Chances are, however, that the bigger limiting factor for most streamers is going to be CPU power. While the
veryfast preset has become very common on Twitch, this analysis shows that moving even one preset slower to
faster results in a noticeable increase in picture quality. It some cases, it may even in fact be wise to move down from 1080p60 to 720p60 in order to utilize the
faster preset, or more difficult ones.
If you're considering what settings to use for your stream, my personal recommendation would be to start by measuring your upload bandwidth, assume that you'll be able to use 80% of that for streaming, and see which of Twitch's recommended maximum bitrates that you'd be able to hit. If you don't have 5Mbps or faster upload bandwidth, you probably won't be able to get high picture quality without dropping to resolutions below the ones we tested.
CPU power cannot be understated. If you don't have an extremely high end setup, you may not want to stream at 1080p60. In fact, unless you can use very high bitrates combined with reasonably difficult presets, you're likely to get better picture quality by lowering the resolution, lowering the framerate, or both.
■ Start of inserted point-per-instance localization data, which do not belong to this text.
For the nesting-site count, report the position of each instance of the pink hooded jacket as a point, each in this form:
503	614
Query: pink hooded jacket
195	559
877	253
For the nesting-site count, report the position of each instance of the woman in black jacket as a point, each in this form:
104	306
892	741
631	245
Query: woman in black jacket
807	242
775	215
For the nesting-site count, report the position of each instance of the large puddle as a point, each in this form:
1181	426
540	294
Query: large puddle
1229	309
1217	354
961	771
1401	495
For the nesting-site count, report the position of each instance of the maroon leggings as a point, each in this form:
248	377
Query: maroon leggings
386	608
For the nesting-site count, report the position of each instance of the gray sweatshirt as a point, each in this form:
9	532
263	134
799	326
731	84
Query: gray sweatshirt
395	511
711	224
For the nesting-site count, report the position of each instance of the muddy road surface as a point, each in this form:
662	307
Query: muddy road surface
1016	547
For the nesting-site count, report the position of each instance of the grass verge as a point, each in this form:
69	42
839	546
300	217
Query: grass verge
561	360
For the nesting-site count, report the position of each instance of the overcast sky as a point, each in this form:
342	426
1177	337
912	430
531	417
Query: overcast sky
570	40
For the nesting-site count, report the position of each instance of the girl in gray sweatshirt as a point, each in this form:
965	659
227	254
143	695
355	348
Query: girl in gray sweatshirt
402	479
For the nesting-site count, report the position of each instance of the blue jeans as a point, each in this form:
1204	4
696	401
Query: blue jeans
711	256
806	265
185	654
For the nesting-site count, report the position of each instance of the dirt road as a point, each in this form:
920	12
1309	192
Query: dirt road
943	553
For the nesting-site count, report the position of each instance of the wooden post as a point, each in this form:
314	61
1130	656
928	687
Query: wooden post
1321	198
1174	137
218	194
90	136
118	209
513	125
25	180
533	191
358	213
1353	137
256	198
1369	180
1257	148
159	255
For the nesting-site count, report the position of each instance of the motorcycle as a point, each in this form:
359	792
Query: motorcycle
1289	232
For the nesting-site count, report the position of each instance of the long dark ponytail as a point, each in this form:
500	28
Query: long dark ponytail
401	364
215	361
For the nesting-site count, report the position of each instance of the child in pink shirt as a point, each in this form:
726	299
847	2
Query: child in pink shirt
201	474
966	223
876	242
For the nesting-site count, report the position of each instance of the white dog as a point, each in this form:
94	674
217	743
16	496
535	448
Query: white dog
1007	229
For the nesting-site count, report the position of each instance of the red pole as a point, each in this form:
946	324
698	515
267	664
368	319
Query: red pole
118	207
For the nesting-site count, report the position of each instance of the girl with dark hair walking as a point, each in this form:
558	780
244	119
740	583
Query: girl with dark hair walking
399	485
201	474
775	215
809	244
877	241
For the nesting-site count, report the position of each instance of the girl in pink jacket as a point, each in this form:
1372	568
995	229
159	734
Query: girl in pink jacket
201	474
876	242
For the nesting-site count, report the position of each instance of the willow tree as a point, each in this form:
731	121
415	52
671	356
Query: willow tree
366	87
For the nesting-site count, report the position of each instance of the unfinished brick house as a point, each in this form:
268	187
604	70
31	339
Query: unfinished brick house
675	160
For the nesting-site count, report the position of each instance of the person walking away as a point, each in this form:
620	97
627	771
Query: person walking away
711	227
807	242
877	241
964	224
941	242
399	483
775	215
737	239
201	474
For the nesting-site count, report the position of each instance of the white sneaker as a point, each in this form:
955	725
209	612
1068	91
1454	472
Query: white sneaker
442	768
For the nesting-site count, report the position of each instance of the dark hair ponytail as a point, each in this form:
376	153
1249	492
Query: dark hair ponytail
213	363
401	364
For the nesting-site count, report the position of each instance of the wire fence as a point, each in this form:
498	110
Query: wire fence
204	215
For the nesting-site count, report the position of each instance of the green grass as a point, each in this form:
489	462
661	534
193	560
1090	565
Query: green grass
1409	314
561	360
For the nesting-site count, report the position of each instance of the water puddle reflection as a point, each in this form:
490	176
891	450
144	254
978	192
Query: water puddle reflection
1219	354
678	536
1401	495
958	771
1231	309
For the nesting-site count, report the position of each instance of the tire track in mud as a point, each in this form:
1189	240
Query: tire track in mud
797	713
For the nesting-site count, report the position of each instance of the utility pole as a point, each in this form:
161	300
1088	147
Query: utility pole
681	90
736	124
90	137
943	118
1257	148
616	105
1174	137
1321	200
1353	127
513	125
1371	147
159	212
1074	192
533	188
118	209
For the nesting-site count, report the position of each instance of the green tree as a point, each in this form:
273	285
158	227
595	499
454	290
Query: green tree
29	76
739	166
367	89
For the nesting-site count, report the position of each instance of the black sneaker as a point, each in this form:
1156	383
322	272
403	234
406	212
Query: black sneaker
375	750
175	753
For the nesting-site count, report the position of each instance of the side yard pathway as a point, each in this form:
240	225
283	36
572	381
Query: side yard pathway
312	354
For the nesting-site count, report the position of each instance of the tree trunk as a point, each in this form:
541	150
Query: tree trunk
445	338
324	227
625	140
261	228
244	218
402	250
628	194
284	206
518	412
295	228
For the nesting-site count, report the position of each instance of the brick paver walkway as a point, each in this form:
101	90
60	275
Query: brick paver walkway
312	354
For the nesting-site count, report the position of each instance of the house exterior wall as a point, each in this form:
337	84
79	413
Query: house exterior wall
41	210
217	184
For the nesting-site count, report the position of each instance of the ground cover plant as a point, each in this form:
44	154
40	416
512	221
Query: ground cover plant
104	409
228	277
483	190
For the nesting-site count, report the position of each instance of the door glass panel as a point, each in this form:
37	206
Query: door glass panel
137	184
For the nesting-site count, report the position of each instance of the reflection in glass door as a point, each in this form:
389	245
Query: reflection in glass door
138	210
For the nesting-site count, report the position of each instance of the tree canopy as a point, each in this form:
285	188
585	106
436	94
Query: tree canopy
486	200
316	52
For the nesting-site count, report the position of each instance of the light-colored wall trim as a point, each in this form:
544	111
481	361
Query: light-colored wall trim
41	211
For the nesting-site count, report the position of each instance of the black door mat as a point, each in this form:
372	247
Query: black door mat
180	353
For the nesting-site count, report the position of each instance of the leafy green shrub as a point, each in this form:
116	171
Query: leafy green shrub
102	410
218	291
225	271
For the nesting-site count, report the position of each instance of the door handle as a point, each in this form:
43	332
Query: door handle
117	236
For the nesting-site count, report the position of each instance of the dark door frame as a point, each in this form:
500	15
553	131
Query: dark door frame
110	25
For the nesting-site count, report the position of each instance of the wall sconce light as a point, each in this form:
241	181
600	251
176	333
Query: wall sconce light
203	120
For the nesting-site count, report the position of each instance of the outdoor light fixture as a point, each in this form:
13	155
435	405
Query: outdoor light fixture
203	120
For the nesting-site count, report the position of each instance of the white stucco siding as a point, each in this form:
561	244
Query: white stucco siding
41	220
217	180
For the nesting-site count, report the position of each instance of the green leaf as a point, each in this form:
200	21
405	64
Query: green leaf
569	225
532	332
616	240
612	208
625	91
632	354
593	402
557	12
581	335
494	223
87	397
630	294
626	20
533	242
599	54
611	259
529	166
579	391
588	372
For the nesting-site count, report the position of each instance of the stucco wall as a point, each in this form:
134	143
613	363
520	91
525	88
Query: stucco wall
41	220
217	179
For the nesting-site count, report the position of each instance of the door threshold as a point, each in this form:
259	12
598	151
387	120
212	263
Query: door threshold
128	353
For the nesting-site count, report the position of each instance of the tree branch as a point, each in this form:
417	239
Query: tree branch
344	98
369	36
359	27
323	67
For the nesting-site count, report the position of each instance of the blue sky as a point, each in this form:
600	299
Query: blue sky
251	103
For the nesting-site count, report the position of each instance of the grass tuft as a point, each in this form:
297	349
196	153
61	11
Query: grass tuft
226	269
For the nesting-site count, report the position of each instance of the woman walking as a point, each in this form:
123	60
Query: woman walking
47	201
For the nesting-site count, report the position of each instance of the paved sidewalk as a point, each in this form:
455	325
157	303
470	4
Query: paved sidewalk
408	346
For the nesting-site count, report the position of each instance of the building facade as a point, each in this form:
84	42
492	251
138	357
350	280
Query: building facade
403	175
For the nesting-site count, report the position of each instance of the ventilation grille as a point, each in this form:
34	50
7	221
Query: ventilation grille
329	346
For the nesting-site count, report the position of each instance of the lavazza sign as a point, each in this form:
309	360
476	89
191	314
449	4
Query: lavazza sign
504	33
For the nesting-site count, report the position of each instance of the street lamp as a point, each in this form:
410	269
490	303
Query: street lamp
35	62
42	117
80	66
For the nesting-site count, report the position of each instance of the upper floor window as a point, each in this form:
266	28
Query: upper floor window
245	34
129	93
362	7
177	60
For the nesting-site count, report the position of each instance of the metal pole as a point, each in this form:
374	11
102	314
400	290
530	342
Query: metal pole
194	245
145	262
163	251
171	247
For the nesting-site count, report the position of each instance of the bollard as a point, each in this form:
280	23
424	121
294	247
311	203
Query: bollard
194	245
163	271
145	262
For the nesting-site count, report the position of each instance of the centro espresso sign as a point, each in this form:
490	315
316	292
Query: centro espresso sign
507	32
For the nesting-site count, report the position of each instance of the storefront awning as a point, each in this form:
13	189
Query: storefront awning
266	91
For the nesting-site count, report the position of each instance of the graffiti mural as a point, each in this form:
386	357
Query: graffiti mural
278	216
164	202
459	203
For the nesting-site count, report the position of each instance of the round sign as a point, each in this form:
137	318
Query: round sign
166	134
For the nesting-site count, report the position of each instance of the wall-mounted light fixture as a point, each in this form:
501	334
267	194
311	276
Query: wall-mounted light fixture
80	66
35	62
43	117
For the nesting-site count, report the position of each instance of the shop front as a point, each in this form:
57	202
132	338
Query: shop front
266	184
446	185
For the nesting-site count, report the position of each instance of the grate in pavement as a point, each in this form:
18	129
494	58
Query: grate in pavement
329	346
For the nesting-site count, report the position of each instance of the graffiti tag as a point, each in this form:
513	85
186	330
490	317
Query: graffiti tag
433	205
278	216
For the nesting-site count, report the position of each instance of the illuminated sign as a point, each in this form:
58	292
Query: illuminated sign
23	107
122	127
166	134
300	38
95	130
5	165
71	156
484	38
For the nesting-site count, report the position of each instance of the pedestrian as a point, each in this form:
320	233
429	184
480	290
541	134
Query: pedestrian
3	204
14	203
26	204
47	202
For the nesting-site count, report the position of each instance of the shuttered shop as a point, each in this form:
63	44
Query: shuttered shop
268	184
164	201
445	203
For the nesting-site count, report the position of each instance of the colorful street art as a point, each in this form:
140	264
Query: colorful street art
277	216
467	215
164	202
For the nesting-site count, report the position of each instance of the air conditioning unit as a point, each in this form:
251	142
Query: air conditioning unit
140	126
NVENC becomes an interesting option for streamers that have a recent nVidia GPU and plenty of bandwidth, but not a lot of CPU power. If you stick the the
High Quality preset, and keep bitrate high, you'll get results roughly equal to
x264 veryfast, or slightly better.
We also learned that NVENC and x264 have trouble with different types of frames. Even though x264
veryfast and NVENC
High Quality are very similar on average, it's possible that certain games "just look better" on one or the other.
In general, if you are able to take advantage of more difficult x264 presets (
faster and up), it still seems wise to do so.
Disclaimer: This analysis is not comprehensive. It covers only a specific game (Heroes of the Storm) and analyzes just one minute of gameplay footage. Results may not be applicable to other games, or even to the same game if there is significant variation in game settings, especially graphics and camera settings.